3.2.3 Identifications missed by reference databases
D16 (NCBIall) did not identify only 1 protein hit; that hit was, however, uniquely identified by only D14. D17 (RefSeq) did not identify 6 hits and thus did not identify 5 hits identified by D16 (NCBIall). Interestingly, a group of 3 hits was not identified by only D17, despite identification by the remaining 17 components of the database search.
D18 (UniProtref) did not identify 4 protein hits, but 3 of them were identified by both D16 (NCBIall) and D17 (RefSeq); verification using BLASTp in UniProt confirmed that these protein sequences could not be identified as they were absent from the UniProt repository, although similar protein sequences were present. A DUF3221 domain-containing protein (id: 438; WP_096761230.1, ADZY03000171.1:False:24816) was one of the hits that was not identified by D18; however, it was identified by D16, D17 and D8. Proteins similar to DUF3221 were identified in our results in other hits (see section 3.3.3). A hypothetical protein (id: 482) (WP_268570747.1) was identified in only ERIC III and IV; proteins with only low similarity to different proteins from different organisms were found using BLAST in UniProt. Finally, a fructose-6-phosphate aldolase (id: 481) (WP_268569226.1) was identified in all 4 genotypes (ERIC I–IV) but had the highest intensity in ERIC I; it could be of importance that using BLAST, a highly similar protein of P. larvae (DSM 25430), V9W7D8 (identity 99.5%), was identified in UniProt, but it was absent in our reported results although it was included in the search. Thus, the program quantitatively evaluated the sequence that was present in the NCBI database and absent in UniProt but not the highly similar sequence present in UniProt.

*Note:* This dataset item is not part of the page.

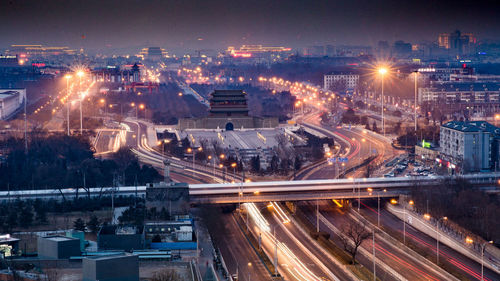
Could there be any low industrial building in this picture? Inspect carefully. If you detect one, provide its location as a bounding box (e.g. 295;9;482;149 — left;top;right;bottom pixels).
82;254;139;281
0;234;19;258
37;236;81;259
97;225;144;251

3.2.4 Differences in DSM 25430 assemblages —D10 and D11
The database components D10 and D11 were constructed from different genome assemblages of the same P. larvae isolate/collection of microorganisms, DSM 25430. The results of the UpSet analysis (Figure 1) showed that there was a difference in the success of identification, although they were ordered based on the set size. Comparison of the total annotated proteins of the related BioProjects (Table 1; Protein seq.) showed that D11 had 29 fewer proteins than D10. Additionally, protein identification based on the proteogenomic database here was more successful for D10. Overall, 5 hits were not identified by D11 but were identified by D10: a) 4 hits (id: 468, 469, 470 and 473) in a group of hits from the combination of D4, D10, D14 and D16–18, and b) 1 hit (id: 471) in a group of hits from D10 and D16–18. These 5 hits were almost specific (the exception was id: 468, identified in 2/7 analyses in ERIC I) to the ERIC II exoprotein fraction that was also obtained by analysis of the same isolate/collection of microorganisms DSM 25430.